Workers using service companies and in the gig economy – further consultations

Nicholas Stretch, Tax Partner, CMS

There was good news today for those that feared that the Government might use the Budget to announce proposals to reverse all the tax advantages of personal service companies. The Government is merely to consult on the tax treatment of workers using service companies to provide services to the private sector.

The tax savings which come from using service companies for individuals to provide services are well known.  Although these arrangements are not just about tax and in many cases it is the ultimate client rather than the individual or personal service company that benefits from any tax and NIC savings, the Government has for some time been concerned about the unfair advantage that (usually, but not always) higher paid individuals receive through using these arrangements.

Since 2000, under what became known as “IR35”, legislation has been in place to counteract tax savings where using a service company is really employment in disguise.  Payments made to the service company are treated as employment income and a PAYE charge arises accordingly. However, HMRC has never really seen this as having successfully addressed the issues and many payments escape PAYE.

Earlier this year the law in this area was dramatically changed for public sector users of service companies.
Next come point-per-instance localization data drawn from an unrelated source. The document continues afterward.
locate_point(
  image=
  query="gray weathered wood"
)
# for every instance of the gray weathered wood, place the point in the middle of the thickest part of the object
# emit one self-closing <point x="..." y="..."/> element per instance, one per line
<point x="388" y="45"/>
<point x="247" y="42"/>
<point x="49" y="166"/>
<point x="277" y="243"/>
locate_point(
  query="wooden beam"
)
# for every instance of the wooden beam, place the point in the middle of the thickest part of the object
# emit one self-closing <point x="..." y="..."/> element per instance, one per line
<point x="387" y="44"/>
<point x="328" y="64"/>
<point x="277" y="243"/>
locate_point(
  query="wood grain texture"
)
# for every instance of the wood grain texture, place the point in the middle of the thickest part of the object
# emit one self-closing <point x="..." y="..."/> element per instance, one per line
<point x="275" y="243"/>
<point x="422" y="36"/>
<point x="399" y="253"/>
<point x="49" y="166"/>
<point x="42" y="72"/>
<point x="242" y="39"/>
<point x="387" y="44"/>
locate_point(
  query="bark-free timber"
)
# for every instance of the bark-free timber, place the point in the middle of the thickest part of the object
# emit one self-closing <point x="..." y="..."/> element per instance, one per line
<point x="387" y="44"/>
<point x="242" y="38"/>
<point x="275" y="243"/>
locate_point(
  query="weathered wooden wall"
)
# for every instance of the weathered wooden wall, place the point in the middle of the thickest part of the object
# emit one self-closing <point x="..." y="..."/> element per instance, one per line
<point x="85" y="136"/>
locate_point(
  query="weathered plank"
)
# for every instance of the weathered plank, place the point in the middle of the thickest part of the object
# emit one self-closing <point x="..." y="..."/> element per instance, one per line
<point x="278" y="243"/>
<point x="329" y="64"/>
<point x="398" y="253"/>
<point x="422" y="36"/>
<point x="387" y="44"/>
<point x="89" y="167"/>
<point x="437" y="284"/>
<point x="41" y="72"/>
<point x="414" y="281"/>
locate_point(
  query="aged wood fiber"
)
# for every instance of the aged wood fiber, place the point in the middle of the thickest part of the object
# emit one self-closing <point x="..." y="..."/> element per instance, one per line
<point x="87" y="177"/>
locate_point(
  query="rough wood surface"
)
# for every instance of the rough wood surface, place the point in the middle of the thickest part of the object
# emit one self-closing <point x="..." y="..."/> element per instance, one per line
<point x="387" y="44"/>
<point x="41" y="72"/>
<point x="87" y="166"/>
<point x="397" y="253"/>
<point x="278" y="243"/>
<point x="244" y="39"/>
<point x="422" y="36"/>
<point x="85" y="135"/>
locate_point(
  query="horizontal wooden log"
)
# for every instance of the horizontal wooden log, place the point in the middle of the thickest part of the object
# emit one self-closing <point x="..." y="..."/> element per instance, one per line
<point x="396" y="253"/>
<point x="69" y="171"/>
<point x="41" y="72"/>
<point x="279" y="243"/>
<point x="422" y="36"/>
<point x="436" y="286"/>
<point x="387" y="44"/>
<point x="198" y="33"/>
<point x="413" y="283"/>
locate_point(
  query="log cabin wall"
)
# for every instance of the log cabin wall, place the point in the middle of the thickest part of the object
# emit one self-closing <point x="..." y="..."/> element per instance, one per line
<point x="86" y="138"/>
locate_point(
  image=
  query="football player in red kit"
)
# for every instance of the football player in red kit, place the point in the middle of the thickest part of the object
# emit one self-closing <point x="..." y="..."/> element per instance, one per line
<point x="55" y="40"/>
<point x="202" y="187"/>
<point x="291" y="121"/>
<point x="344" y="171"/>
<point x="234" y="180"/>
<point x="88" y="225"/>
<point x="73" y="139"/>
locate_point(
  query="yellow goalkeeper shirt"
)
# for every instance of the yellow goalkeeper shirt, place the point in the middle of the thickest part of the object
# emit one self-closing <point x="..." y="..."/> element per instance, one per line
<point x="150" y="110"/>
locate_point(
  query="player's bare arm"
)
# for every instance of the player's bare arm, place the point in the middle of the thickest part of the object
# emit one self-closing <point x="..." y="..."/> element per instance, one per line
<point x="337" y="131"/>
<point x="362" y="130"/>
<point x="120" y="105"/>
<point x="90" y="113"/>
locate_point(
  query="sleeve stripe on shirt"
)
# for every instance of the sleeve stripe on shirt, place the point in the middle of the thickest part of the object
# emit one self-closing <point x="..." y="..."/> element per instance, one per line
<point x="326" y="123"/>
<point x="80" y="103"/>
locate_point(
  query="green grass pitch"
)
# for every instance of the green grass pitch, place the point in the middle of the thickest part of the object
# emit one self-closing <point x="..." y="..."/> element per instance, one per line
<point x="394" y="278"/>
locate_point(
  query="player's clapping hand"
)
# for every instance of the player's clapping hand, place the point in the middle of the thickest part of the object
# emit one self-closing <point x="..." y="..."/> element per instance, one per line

Traditionally the tax risk and requirement to operate PAYE lay on the service company, but now a public sector client engaging an individual using a service company has to check the position itself and undertake a substantial paperwork burden before it can make payments without operating PAYE. A public sector client bears all the tax risk of operating PAYE  incorrectly.  Anecdotally we hear that public sector clients are taking a much more cautious approach and subjecting far more payments to PAYE than the service companies would have subjected to tax in this way.

It is probably on this basis that the Government says that early indications are that the public sector rule changes have been effective in reducing tax leakage and it no doubt wants to apply those rules to the private sector.  No doubt the Government is also moved by complaints from the public sector that they are now disadvantaged in engaging service companies as service companies would rather work with private sector than public sector clients, or they charge more to work with public sector clients.

However, the consultancy sector has a loud voice (and unlike public sector clients, private sector clients who engage these service companies will be able to speak up against the changes).  Any extension of the new rules to the private sector is therefore likely to be hotly contested. Bringing this legislation to the private sector is likely to have much more impact on the personal service company industry than the extension to the public sector earlier this year.

The Government has also separately announced that it will be publishing its response to the Taylor review, which surveyed working practices earlier this year (and largely from the point of the low-paid). Its response will not just be limited to tax and will cover broader employment issues.

Accordingly, in all probability it seems likely that within a year we will see proposals counteracting alternative structures to employment both for the higher and lower paid users of these arrangements.

Quite whether and if so when any proposals will proceed to legislation is another matter though, as there are strong commercial interests at play and difficult employment law and benefit issues to consider.